Encore Abstract: A Research Agenda for Usability and Generalisation in Reinforcement Learning

Published: 15 Oct 2025, Last Modified: 31 Oct 2025BNAIC/BeNeLearn 2025 OralEveryoneRevisionsBibTeXCC BY 4.0
Track: Type B (Encore Abstracts)
Keywords: environment descriptions, generalisation, reinforcement learning
Abstract: It is common practice in reinforcement learning (RL) research to train and deploy agents in bespoke simulators, typically implemented by engineers directly in general-purpose programming languages or hardware acceleration frameworks such as CUDA or JAX. This means that programming and engineering expertise is not only required to develop RL algorithms, but is also required to use already developed algorithms for novel problems.
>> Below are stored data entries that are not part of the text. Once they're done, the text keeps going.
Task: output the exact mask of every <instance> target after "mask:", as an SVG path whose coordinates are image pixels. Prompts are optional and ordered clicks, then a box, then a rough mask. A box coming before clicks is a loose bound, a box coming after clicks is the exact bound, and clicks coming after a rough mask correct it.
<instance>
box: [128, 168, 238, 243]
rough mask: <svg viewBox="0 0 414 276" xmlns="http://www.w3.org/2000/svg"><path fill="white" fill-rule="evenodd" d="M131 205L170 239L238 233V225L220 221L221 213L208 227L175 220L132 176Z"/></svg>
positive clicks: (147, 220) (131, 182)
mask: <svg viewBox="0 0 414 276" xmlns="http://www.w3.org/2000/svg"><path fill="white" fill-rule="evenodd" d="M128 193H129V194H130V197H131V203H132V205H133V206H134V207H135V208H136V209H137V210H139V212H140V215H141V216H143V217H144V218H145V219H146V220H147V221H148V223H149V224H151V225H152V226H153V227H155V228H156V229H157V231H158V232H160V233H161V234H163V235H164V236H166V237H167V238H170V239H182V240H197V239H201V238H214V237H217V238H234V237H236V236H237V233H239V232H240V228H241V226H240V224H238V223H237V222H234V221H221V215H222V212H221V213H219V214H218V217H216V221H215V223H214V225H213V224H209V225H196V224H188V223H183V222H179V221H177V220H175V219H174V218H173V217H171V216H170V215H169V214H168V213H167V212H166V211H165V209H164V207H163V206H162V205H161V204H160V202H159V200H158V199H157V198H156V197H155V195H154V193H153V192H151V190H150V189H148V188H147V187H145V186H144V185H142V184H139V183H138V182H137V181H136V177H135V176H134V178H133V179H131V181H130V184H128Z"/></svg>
The latter poses a problem in terms of the usability of RL, in particular for private individuals and small organisations without substantial engineering expertise. We also perceive this as a challenge for effective generalisation in RL, in the sense that is no standard, shared formalism in which different problems are represented. As we typically have no consistent representation through which to provide information about any novel problem to an agent, our agents also cannot instantly or rapidly generalise to novel problems. In this position paper, we advocate for a research agenda centred around the use of user-friendly description languages for describing problems, such that (i) users with little to no engineering expertise can formally describe the problems they would like to be tackled by RL algorithms, and (ii) algorithms can leverage problem descriptions to effectively generalise among all problems describable in the language of choice.